Empowering Futures: How Elite Open School Is Changing the Trajectory for Displaced Youth in Jakarta
At Elite Open School (EOS), we believe a student's circumstances should never determine the ceiling on their future. That belief is easy to state and difficult to build. Since 2019, we have put it into practice through our partnership with the Roshan Learning Center in Jakarta, Indonesia — a program run under Yayasan Internasional Cahaya Fajar (Light of Dawn International) that serves displaced adolescents in grades 7 through 12.
This is not a sponsorship. It is a full academic infrastructure — built, funded, and delivered by EOS, and brought to life every day by the dedication of the Roshan team on the ground.
“Every student deserves an education that opens doors, not a circumstance that closes them. Roshan students are not a footnote to our mission — they are exactly who Elite Open School was built to help.”
What EOS Provides
Since the partnership began, EOS has served as the academic backbone of the Roshan program — delivering:
An accredited U.S. curriculum, giving students a path to a U.S.-recognized high school diploma that is honored by universities and institutions around the world.
Digital learning infrastructure, including Chromebooks and structured online coursework that build the same disciplined academic habits EOS students develop everywhere in our global network.
Direct financial investment — to date, EOS has committed full resources in tuition support, technology, and curriculum access to ensure no displaced student is turned away for lack of resources.
A real pathway to higher education — an accredited diploma that converts uncertainty into opportunity, opening doors to universities in third countries and locally in Indonesia.
On the ground, our partner Roshan Learning Center provides the study space, in-person tutoring, and daily supervision that brings this academic framework to life. The model works because it combines EOS's institutional rigor with Roshan's local presence and care.
The Numbers Behind the Mission
Since this partnership began in 2019, EOS has:
Served 100+ displaced students through the Roshan program
Successfully celebrated our first cohort of 10 graduates to a growing number of students on track to follow
Supported students who have gone on to pursue higher education in Indonesia, the United States, and Canada.
These numbers represent more than statistics. They represent students who arrived in Jakarta with nothing certain about their future and left with a diploma that the world recognizes.
Independent Research Confirms What We Believed
We did not need a study to know this work mattered. But we are so proud that an independent academic researcher has now confirmed it.
A recent Master's thesis — "Education and Future Orientation of Refugee Adolescents in Indonesia: A Case Study of Roshan Learning Center Jakarta" — authored by Ghina Rifkiya at Universitas Pendidikan Indonesia, examined the impact of the EOS-Roshan partnership on the aspirations and resilience of refugee youth.
The research found that students in the EOS program at Roshan develop a strong sense of internality — the belief that their success is driven by their own effort and determination. The structured, self-regulated learning environment EOS provides was identified as a key factor in helping students see themselves as active agents in their own lives, not passive subjects of circumstance.
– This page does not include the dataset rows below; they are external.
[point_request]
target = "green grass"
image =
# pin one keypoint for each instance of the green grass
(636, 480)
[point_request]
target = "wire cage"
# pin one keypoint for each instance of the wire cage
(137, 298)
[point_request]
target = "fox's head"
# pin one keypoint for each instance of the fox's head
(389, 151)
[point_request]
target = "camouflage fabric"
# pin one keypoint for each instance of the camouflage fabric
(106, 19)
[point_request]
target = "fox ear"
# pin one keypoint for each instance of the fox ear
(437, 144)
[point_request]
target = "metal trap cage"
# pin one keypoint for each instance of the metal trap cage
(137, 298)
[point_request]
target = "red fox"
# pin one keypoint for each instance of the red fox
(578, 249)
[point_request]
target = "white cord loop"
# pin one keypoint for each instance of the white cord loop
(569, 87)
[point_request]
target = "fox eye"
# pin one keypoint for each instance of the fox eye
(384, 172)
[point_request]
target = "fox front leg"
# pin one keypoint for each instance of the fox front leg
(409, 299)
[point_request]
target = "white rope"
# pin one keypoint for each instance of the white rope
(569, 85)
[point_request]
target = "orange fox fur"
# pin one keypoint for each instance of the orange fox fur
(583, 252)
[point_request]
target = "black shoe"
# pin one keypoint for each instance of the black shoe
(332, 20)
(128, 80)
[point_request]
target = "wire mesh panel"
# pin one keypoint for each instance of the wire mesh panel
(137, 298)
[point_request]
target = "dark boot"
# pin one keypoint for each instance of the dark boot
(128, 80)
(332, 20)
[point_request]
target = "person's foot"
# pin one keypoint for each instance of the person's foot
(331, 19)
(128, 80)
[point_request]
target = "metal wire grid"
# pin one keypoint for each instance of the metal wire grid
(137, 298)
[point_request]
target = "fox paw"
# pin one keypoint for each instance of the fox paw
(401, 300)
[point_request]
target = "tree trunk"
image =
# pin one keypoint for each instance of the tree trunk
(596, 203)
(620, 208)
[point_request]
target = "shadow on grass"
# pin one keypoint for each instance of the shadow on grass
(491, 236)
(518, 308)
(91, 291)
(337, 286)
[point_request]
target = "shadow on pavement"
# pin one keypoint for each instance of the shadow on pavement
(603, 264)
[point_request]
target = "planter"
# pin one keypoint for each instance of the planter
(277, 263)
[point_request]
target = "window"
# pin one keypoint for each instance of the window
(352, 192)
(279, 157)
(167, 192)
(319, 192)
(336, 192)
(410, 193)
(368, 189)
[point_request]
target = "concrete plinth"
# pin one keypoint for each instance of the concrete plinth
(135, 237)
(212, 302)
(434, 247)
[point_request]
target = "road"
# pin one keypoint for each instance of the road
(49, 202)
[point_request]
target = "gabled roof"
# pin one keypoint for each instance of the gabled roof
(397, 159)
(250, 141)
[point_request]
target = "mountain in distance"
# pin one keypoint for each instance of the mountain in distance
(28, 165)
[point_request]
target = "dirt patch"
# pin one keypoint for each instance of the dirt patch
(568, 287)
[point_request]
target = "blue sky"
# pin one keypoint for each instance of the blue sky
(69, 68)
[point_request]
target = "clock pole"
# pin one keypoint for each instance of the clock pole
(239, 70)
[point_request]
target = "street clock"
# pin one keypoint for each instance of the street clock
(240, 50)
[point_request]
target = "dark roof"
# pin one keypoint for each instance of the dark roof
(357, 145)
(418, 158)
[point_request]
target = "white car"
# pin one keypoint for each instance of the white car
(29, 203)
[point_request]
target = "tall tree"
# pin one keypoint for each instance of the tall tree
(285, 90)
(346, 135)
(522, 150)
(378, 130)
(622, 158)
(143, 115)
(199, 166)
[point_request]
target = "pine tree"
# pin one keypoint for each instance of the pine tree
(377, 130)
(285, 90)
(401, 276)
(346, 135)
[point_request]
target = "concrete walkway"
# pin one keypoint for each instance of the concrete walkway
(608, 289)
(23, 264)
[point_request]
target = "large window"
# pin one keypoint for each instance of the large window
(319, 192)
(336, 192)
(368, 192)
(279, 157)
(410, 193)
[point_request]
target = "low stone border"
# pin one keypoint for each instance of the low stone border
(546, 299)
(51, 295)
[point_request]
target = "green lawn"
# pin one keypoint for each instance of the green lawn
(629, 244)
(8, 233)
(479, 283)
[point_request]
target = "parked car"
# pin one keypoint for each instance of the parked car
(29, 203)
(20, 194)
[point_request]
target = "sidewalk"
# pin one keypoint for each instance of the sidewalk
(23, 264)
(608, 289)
The thesis also found that academic credibility changes everything for displaced students. Rifkiya's research describes how the accredited diplomas EOS provides are seen by students as the resource that "opens pathways to higher education" — transforming uncertain hopes into realistic, attainable plans.
Perhaps most striking, the research found that EOS Roshan students sustain genuinely ambitious goals despite displacement — envisioning futures as doctors, engineers, and business leaders. As the study concludes:
"These evaluations highlight how structured educational environments and recognized credentials can transform aspirations into realistic trajectories, enabling young people to sustain motivation and envision attainable futures despite systemic barriers."
One sentiment captured in the research, from a student in the program, stays with us:
"If you don't have education, then you'll become poor. But if you run away with only your shirt and you have the brain, you can work somewhere and earn a living…. Education is a very essential tool. Also, education is light."
[Note: the student profiles referenced in the original thesis (Ace, Bella, Clara, Darla) are pseudonyms used by the researcher to protect the identities of displaced minors. We are not using these as identified individuals and recommend any future version of this post either omit specific names or seek direct, current permission from Roshan for a real, properly cleared student story.]
Looking Ahead
This research validates something EOS has built its mission around: that a rigorous, credentialed education is not a luxury reserved for the fortunate. It is a tool that, properly delivered, can change the entire trajectory of a young person's life — regardless of the circumstances they were dealt.
We are proud of what this partnership has built. And we are not finished.
EOS is fully committed to supporting more Roshan students, as well as refugee students at large, because we believe every displaced student with the will to learn deserves the same door we have opened for the students at Roshan.
To learn more about the research referenced in this piece: Rifkiya, G. (2026). Education and Future Orientation of Refugee Adolescents in Indonesia: A Case Study of Roshan Learning Center Jakarta. Universitas Pendidikan Indonesia.